How hiring and qualification typically works on OpenTrain
On OpenTrain you create a profile, list your medical specialties and relevant experience, and apply to projects that match your skills. Many projects include short qualification tests or sample annotation tasks to confirm you understand the guidelines. Specialist roles may request credential verification or proof of relevant training.
Once accepted, work is usually delivered through a web annotation tool or a platform workflow. Projects vary in scope—some are short qualification batches, others are ongoing—so review task instructions carefully and ask clarifying questions when available.
- Create a profile highlighting specialties (e.g., radiology, oncology, primary care).
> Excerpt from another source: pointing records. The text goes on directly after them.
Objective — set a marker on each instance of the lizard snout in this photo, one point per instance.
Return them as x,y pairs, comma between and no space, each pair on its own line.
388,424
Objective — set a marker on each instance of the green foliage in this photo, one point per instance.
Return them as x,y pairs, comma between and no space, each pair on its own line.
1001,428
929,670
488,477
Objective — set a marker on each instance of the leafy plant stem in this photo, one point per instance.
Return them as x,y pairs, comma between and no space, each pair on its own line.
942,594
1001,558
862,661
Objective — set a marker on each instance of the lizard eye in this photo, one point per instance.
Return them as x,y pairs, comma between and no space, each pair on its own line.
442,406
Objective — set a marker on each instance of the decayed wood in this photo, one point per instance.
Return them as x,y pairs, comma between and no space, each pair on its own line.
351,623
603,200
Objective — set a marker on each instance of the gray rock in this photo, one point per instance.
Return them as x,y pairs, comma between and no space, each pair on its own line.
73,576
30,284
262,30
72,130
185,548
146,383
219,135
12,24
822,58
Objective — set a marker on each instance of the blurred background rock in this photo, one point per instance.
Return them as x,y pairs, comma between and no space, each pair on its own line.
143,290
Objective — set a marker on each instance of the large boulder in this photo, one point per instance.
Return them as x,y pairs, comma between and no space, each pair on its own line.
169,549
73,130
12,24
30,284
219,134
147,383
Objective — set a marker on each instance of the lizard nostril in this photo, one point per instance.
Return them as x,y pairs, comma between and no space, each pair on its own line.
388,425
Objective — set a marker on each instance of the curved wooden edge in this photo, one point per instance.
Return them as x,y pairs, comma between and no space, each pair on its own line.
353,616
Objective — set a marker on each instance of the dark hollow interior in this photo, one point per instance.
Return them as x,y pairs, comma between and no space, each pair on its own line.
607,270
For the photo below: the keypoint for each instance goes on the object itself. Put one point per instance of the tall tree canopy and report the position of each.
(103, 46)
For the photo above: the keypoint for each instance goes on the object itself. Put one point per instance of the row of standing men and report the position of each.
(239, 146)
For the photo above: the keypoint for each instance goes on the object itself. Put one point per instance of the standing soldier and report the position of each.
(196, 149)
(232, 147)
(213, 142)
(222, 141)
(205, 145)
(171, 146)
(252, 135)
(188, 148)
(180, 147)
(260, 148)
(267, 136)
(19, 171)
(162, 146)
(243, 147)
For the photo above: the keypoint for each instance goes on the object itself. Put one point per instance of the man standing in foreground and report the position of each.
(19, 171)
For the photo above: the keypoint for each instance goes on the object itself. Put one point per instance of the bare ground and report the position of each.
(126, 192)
- Complete qualification tests or sample tasks to demonstrate guideline adherence.
- Some projects require verified credentials or additional onboarding.
- Work is performed in online annotation tools or platform-specific interfaces.
Frequently asked questions
- Do I need to be a licensed clinician to do medical annotation work?
- Not always. Many projects are open to people with varying levels of medical knowledge—from students and coders to experienced clinicians. Specialist tasks, clinical decision evaluation, or roles involving interpretation of sensitive data may request credential verification or documented experience. Each project’s requirements are listed on its posting; qualification tests often screen for required proficiency.
- Is this work remote and flexible?
- Yes. Much AI training and annotation work is remote and task-based, letting you choose hours that fit your schedule. Project scope varies—some assignments are short batches with firm deadlines, while others allow more flexible pacing. Check each project's description for timeline expectations before you accept work.
- Will I see real patient information, and how is privacy handled?
- Medical annotation can involve sensitive clinical data. Responsible projects follow data protection standards and may present de-identified records. Familiarity with de-identification concepts and careful handling of content is important. Projects that involve identifiable information will outline privacy safeguards and any special requirements for contributors.
- How do I demonstrate my medical expertise on OpenTrain?
- Use your profile to list clinical roles, specialties, certifications, and relevant coursework. Include concise descriptions of experience (e.g., types of patients, imaging modalities, charting systems) and upload any documents the platform or a specific project requests for verification. Successfully completing qualification tasks and submitting high-quality sample annotations is one of the fastest ways to show capability.
- How is quality evaluated on medical annotation projects?
- Quality is typically measured by agreement with annotation guidelines, consistency across tasks, and accuracy on gold-standard samples. Projects often provide detailed instructions, examples, and feedback. Reviewers may score annotations, and repeated errors can affect eligibility for further work. Clear, consistent application of definitions and documentation of ambiguous cases help maintain high quality.